Europe has lost the mobile-technology edge it gained with the development of the Global System for Mobile Communications (GSM), according to Stephen Fidler, Brussels Editor of The Wall Street Journal and Dow Jones Newswires. And now, he writes from the World Economic Forum in Davos, ascendant U.S. technology companies are worried about a backlash.
Fidler notes that the car industry is the largest employer, but future profits will largely come not from punching metal but from network management and catering to passengers with entertainment and retail experiences. The question is how to implement these new potential sources of profit.

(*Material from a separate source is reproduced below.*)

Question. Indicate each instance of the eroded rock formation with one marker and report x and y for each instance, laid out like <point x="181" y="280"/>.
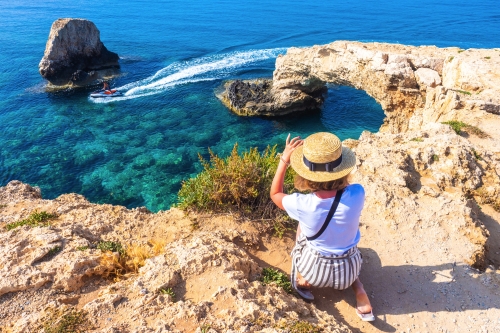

He quotes Günther Oettinger, the European Union’s digital-economy commissioner, as saying, “My expectation is that our European car producers are able, are willing to survive and to integrate Google and not be secondary. I have many weekly discussions with members of the boards of these companies….They say Google or Facebook and Apple are invited, but not to have them take over, but to have a clear partnership where our European companies are in the lead.”
Europe could respond by implementing data-handling standards, for example, that American firms couldn’t or wouldn’t meet, Fidler writes. That approach could present its own problems. He cites a 1984 law that aimed to protect Brazil’s computer industry, which by 1990 had left the country “…in a world of green screens and flashing cursors.”
He cites one example that yielded unintended consequences: Google shutting down its news service in Spain ahead of implementation of a new law.
Fidler writes, “What’s better for growth in Europe and for European tech companies, say American tech executives in Davos, is for economies to build on existing state-of-the-art technologies.”